Personal information
- Born: 1 March 1983 (age 43) Trondheim, Norway
- Nationality: Norwegian
- Height: 1.77 m (5 ft 10 in)
- Playing position: Goalkeeper

Club information
- Current club: Retired

Senior clubs
- Years: Team
- 2002–2005: Sola HK
- 2005–2008: Larvik HK
- 2008–2012: FC Midtjylland
- 2012–2014: HC Odense
- 2014–2015: Byåsen HE

National team ^{1}
- Years: Team / Apps / (Gls)
- 2010–2011: Norway / 11 / (0)

Medal record
Women's beach handball
World Championship
| Gold medal – first place | 2010 Turkey |  |
European Championship
| Silver medal – second place | 2009 Norway |  |
| Bronze medal – third place | 2007 Italy |  |

= Ingrid Ødegård =

Norwegian handball player (born 1983)

Ingrid Ødegård (born 1 March 1983, in Trondheim) is a former Norwegian handball goalkeeper, who last played for Byåsen HE.

== Club career ==
Ingrid Ødegård started her professional career in Sola HK, Stavanger. After three seasons with the club, she received an offer from Larvik HK and started playing for the Norwegian champion in 2005. With Larvik, she won the Norwegian Championship several times and the Cup Winners' Cup in 2008. However, being the substitute of Lene Rantala, Ødegård could not enjoy much playing time. In 2008, she left Larvik and moved to Denmark to play for FCM Håndbold and in 2012 went on to play for HC Odense. After returning to the Norwegian league in 2014, and playing for Byåsen HE, Ødegård announced in late December 2015 that she is pregnant yet again and has decided to retire.

== National team ==

=== Handball ===
Ingrid Ødegård made her debut on the national team at junior level in 2002. In 2003, she won a bronze medal at the Junior World Championship, together with Linn-Kristin Riegelhuth, Linn Jørum Sulland and Gøril Snorroeggen among others.

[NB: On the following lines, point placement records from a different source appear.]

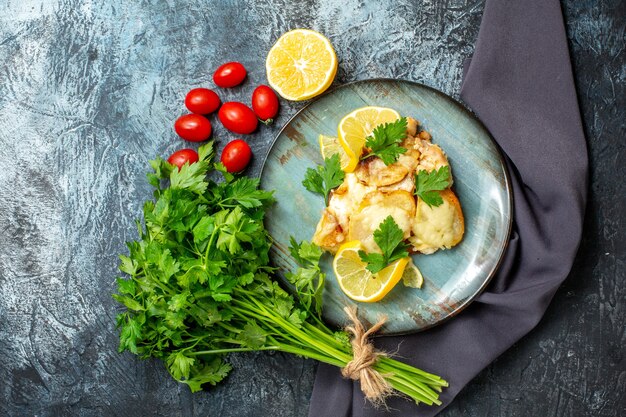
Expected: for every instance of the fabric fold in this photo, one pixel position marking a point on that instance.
(520, 84)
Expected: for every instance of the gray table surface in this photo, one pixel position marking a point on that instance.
(88, 94)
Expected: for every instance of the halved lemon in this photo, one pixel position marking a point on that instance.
(302, 64)
(357, 282)
(354, 128)
(330, 146)
(412, 277)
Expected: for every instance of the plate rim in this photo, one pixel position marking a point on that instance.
(501, 159)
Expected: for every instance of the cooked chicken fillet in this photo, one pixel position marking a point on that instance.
(375, 208)
(375, 191)
(332, 228)
(438, 227)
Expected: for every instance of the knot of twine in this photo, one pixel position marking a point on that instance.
(373, 384)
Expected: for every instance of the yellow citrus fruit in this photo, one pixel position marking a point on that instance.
(302, 64)
(330, 146)
(357, 126)
(412, 277)
(357, 282)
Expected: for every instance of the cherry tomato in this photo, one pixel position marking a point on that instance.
(179, 158)
(202, 101)
(236, 155)
(265, 103)
(229, 75)
(238, 118)
(193, 127)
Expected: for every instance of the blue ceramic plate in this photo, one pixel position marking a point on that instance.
(453, 278)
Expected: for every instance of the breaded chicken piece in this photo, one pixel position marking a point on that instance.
(375, 191)
(375, 208)
(332, 228)
(440, 227)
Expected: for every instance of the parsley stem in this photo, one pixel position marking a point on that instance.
(219, 351)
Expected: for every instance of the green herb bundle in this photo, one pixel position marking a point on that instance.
(200, 284)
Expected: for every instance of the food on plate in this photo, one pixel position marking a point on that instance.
(301, 65)
(330, 146)
(198, 286)
(396, 183)
(182, 157)
(236, 155)
(229, 75)
(202, 101)
(193, 127)
(238, 118)
(356, 126)
(437, 227)
(265, 103)
(412, 276)
(360, 284)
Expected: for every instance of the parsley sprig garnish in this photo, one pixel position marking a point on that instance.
(428, 185)
(325, 177)
(385, 140)
(390, 240)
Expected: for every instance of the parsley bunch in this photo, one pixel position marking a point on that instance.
(199, 284)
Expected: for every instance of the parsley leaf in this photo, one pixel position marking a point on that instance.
(325, 177)
(390, 240)
(385, 141)
(427, 185)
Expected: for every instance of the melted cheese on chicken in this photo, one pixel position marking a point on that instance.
(375, 208)
(375, 191)
(437, 227)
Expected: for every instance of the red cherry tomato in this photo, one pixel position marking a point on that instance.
(236, 155)
(229, 75)
(180, 158)
(238, 118)
(202, 101)
(193, 127)
(265, 103)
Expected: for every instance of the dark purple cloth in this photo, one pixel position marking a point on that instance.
(519, 82)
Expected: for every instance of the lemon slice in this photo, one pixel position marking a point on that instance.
(302, 64)
(357, 282)
(357, 126)
(330, 146)
(412, 277)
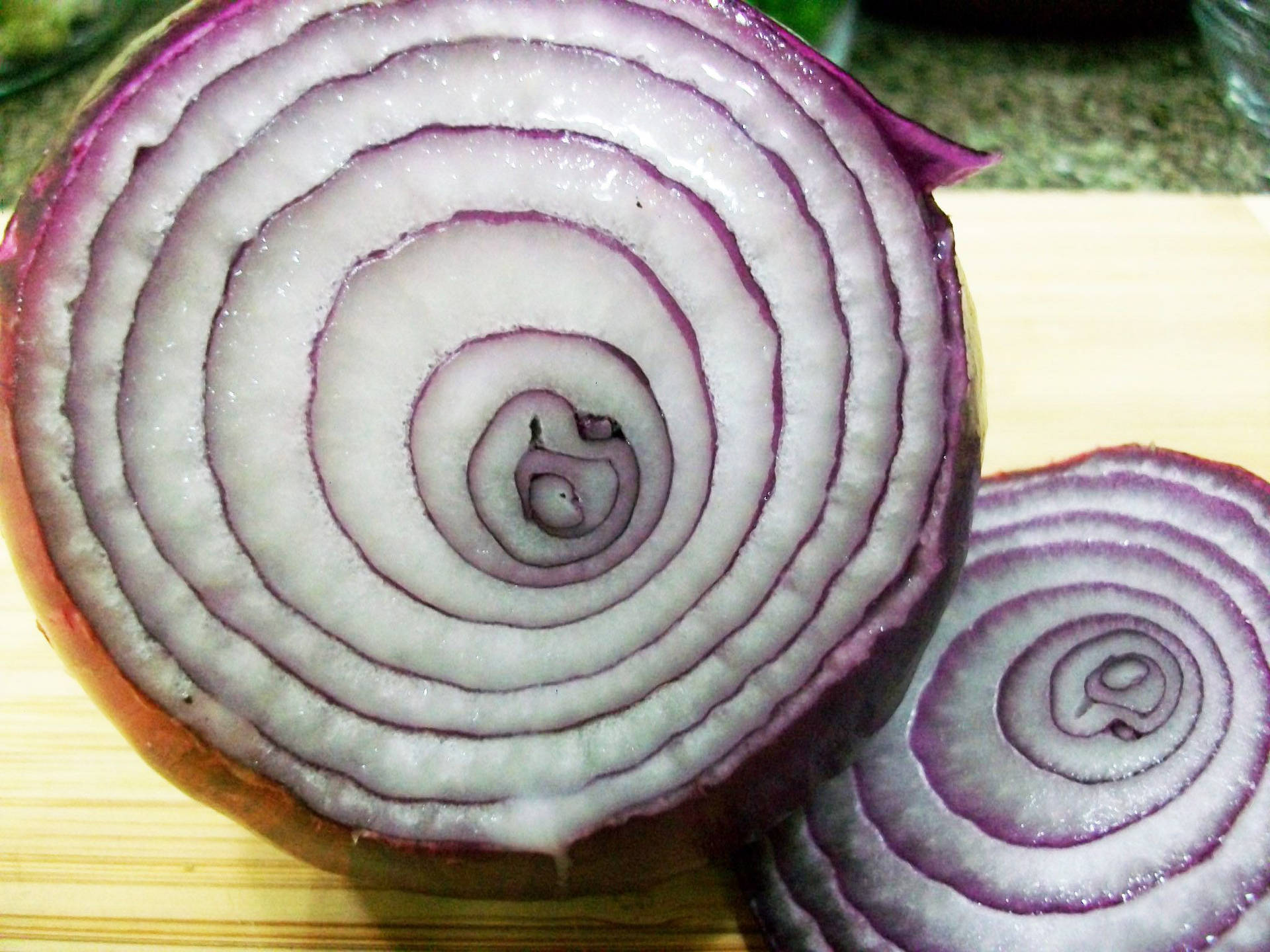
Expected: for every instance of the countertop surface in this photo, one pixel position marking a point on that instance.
(1130, 113)
(1105, 319)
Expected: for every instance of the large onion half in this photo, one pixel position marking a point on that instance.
(1080, 762)
(488, 428)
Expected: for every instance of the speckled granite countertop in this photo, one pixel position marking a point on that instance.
(1141, 113)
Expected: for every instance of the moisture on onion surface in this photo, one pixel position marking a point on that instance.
(488, 428)
(1080, 761)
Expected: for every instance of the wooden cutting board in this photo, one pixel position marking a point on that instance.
(1105, 319)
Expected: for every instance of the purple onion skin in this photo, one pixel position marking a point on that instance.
(1160, 853)
(681, 829)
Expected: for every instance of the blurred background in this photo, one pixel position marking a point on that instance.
(1107, 95)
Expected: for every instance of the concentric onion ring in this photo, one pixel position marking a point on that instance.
(466, 427)
(1081, 760)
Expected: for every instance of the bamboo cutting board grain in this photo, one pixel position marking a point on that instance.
(1105, 319)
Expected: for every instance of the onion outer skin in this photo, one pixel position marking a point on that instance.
(642, 848)
(1206, 857)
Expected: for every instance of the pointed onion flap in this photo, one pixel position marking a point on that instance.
(536, 433)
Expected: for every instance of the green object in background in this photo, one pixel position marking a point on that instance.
(33, 30)
(826, 24)
(42, 37)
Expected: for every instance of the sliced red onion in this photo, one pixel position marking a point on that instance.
(1080, 762)
(480, 427)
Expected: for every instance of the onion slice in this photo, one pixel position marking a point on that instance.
(484, 428)
(1080, 762)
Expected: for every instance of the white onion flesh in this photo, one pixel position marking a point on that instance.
(313, 277)
(1080, 762)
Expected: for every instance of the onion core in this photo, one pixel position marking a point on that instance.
(1081, 760)
(488, 428)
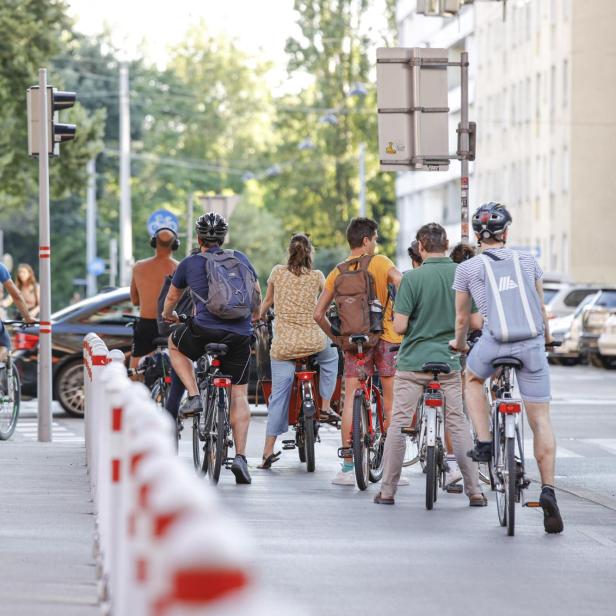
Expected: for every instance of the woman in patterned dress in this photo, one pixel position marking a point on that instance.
(294, 289)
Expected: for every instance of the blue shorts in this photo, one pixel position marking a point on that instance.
(5, 339)
(533, 379)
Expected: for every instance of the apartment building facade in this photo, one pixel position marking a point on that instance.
(542, 91)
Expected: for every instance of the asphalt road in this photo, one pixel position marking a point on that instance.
(330, 549)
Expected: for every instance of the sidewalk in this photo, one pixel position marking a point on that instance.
(46, 531)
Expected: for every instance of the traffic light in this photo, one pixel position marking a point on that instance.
(58, 133)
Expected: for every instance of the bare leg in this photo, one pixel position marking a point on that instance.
(477, 406)
(544, 445)
(183, 367)
(350, 385)
(387, 383)
(240, 417)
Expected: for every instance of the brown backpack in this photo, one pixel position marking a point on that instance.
(354, 293)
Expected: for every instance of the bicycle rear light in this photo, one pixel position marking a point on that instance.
(222, 381)
(305, 375)
(509, 407)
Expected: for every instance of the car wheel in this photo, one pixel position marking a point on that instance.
(69, 390)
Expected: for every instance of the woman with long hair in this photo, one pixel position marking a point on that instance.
(293, 290)
(27, 284)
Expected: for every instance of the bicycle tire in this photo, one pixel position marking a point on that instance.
(361, 451)
(377, 448)
(431, 476)
(309, 444)
(13, 403)
(512, 484)
(216, 438)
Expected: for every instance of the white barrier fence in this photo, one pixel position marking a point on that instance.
(163, 546)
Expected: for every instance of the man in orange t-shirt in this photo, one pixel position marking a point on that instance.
(362, 236)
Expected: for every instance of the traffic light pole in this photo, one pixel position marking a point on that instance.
(44, 363)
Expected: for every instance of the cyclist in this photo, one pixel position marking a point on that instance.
(362, 236)
(294, 289)
(491, 223)
(147, 280)
(424, 313)
(18, 299)
(188, 341)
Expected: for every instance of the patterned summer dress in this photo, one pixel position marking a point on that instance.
(295, 332)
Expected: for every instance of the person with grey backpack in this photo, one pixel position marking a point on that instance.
(227, 298)
(507, 287)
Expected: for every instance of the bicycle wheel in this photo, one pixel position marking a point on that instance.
(10, 398)
(377, 448)
(431, 476)
(309, 443)
(359, 441)
(511, 482)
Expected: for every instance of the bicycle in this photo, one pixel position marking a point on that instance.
(368, 429)
(507, 464)
(10, 392)
(212, 425)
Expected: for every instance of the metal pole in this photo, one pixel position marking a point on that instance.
(362, 179)
(44, 362)
(126, 229)
(189, 223)
(113, 261)
(91, 228)
(464, 146)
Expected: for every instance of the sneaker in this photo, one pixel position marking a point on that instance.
(191, 406)
(240, 469)
(481, 452)
(552, 520)
(344, 478)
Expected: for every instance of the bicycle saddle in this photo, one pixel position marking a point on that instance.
(355, 338)
(510, 362)
(216, 349)
(436, 367)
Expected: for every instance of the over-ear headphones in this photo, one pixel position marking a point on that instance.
(174, 245)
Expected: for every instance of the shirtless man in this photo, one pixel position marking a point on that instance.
(148, 277)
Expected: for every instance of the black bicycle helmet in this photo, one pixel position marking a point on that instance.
(490, 219)
(211, 227)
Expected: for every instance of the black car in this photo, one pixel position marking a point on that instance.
(107, 315)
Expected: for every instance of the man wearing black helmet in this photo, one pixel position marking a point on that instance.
(188, 341)
(507, 287)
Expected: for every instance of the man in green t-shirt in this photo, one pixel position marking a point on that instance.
(424, 312)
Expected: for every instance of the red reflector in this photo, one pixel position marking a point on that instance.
(305, 375)
(222, 381)
(24, 342)
(509, 407)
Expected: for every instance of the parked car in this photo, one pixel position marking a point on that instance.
(607, 343)
(107, 315)
(561, 302)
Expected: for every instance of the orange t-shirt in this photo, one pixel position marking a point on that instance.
(379, 267)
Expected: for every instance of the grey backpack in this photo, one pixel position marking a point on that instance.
(232, 286)
(513, 305)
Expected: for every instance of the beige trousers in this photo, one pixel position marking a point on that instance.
(408, 389)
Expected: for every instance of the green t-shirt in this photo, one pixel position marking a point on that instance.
(426, 297)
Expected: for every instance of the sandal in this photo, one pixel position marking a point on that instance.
(478, 500)
(381, 500)
(267, 462)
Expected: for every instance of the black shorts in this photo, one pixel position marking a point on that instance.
(191, 340)
(145, 331)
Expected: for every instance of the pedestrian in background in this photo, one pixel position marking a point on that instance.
(26, 282)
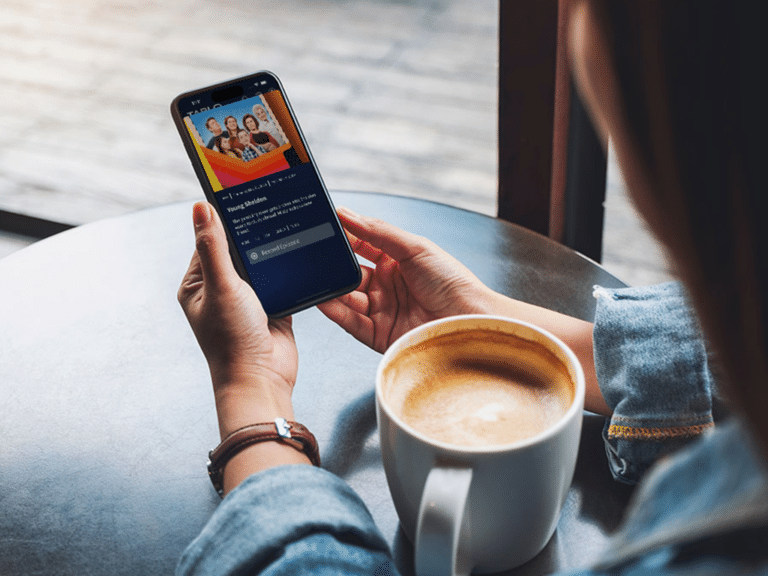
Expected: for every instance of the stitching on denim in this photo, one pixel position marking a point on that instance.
(616, 432)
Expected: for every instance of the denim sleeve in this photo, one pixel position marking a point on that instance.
(652, 369)
(290, 520)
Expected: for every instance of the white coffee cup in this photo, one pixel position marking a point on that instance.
(479, 508)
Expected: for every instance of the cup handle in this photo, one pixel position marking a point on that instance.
(442, 535)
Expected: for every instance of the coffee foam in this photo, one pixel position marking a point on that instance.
(478, 387)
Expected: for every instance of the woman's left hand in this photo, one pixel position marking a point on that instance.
(253, 360)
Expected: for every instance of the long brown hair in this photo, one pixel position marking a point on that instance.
(690, 81)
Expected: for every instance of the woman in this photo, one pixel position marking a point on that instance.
(267, 125)
(230, 123)
(673, 86)
(258, 137)
(223, 145)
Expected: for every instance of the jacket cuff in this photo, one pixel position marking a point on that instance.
(651, 365)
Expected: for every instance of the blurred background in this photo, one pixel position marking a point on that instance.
(395, 96)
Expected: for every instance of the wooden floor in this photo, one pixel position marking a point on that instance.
(396, 96)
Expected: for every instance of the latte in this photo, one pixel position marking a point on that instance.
(478, 387)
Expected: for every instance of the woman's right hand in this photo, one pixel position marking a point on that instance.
(412, 282)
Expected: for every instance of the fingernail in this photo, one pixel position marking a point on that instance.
(348, 214)
(201, 215)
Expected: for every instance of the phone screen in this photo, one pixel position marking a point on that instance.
(249, 154)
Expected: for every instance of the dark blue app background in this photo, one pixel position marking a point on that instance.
(286, 235)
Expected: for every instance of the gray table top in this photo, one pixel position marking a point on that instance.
(108, 413)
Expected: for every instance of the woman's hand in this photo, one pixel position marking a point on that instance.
(253, 360)
(412, 282)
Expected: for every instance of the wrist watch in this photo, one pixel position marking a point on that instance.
(281, 430)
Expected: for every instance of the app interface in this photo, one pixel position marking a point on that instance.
(269, 194)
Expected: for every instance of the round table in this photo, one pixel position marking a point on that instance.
(107, 408)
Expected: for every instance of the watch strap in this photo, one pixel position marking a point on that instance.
(292, 433)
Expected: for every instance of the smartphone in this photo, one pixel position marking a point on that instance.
(256, 169)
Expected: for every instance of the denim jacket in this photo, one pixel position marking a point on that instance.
(702, 507)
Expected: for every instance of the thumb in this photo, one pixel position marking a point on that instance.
(211, 243)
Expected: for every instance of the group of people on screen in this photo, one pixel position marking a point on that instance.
(254, 135)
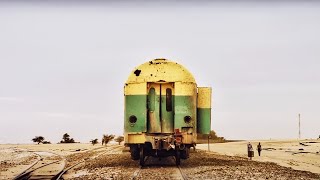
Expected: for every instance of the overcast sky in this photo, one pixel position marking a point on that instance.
(63, 66)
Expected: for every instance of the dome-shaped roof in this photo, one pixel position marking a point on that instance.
(160, 70)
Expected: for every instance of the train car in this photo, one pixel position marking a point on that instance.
(164, 111)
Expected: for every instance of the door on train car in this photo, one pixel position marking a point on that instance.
(160, 107)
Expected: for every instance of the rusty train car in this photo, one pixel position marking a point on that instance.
(164, 111)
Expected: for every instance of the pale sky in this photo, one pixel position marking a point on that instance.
(63, 66)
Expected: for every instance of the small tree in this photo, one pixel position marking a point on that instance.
(119, 139)
(38, 139)
(94, 141)
(107, 138)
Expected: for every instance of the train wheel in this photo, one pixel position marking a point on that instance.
(185, 153)
(142, 156)
(134, 151)
(177, 157)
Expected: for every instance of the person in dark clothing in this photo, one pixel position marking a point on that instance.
(259, 148)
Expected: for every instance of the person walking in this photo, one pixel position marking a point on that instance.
(250, 151)
(259, 148)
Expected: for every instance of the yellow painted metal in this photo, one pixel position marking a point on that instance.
(160, 70)
(136, 138)
(188, 138)
(185, 89)
(135, 89)
(204, 97)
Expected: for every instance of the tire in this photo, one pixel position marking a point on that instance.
(177, 157)
(142, 156)
(134, 151)
(185, 153)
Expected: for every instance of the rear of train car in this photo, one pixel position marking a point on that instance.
(164, 111)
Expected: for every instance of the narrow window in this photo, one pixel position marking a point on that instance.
(169, 99)
(152, 99)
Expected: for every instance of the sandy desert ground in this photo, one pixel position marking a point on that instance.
(224, 161)
(297, 154)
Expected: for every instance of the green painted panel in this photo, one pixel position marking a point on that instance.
(184, 106)
(135, 105)
(204, 120)
(167, 116)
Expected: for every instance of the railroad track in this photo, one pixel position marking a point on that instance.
(60, 176)
(177, 171)
(47, 166)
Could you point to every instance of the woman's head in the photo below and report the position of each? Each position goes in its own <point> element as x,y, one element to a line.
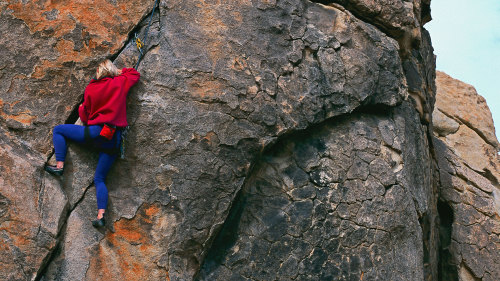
<point>107,68</point>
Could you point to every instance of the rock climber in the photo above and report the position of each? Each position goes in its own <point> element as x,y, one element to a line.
<point>103,112</point>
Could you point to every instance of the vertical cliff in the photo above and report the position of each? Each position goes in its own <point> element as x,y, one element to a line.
<point>467,153</point>
<point>270,140</point>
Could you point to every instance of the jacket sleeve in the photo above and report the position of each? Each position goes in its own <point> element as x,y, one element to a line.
<point>83,111</point>
<point>131,75</point>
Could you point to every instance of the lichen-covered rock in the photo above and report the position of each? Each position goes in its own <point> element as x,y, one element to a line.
<point>473,137</point>
<point>333,203</point>
<point>221,83</point>
<point>469,207</point>
<point>49,52</point>
<point>33,209</point>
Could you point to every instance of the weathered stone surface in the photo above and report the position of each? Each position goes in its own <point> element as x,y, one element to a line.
<point>473,135</point>
<point>471,245</point>
<point>461,102</point>
<point>32,211</point>
<point>49,51</point>
<point>468,177</point>
<point>321,222</point>
<point>222,81</point>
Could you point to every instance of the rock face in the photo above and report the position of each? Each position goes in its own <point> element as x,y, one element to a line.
<point>467,154</point>
<point>270,140</point>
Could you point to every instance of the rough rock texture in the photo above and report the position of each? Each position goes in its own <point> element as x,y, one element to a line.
<point>270,140</point>
<point>463,121</point>
<point>32,211</point>
<point>49,50</point>
<point>340,201</point>
<point>467,152</point>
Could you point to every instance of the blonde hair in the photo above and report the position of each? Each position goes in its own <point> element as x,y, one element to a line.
<point>107,68</point>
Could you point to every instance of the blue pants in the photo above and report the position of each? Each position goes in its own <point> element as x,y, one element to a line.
<point>75,133</point>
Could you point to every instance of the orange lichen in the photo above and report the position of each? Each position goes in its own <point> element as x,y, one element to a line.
<point>22,117</point>
<point>129,252</point>
<point>104,25</point>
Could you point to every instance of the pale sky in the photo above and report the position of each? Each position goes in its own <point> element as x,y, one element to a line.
<point>466,40</point>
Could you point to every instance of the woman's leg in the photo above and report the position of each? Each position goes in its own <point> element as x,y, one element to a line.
<point>63,132</point>
<point>103,166</point>
<point>72,132</point>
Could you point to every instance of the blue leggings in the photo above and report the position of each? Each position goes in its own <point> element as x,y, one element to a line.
<point>75,133</point>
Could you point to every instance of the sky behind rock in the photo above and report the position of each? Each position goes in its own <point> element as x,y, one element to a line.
<point>466,40</point>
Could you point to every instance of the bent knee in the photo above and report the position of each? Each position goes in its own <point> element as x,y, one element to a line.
<point>58,129</point>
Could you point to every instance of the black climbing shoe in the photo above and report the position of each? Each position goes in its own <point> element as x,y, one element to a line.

Ødegård debuted with the senior national team in June 2010 against Denmark, and played 11 matches for the senior Norwegian national team in total.

=== Beach handball ===
Ødegård received a bronze medal at the 2007 European Beach Handball Championship, where she was named Best Goalkeeper. In 2009, she was part of the team that won a silver medal at the European Championship in Larvik. She received her first gold medal at the 2010 World Championship in Turkey.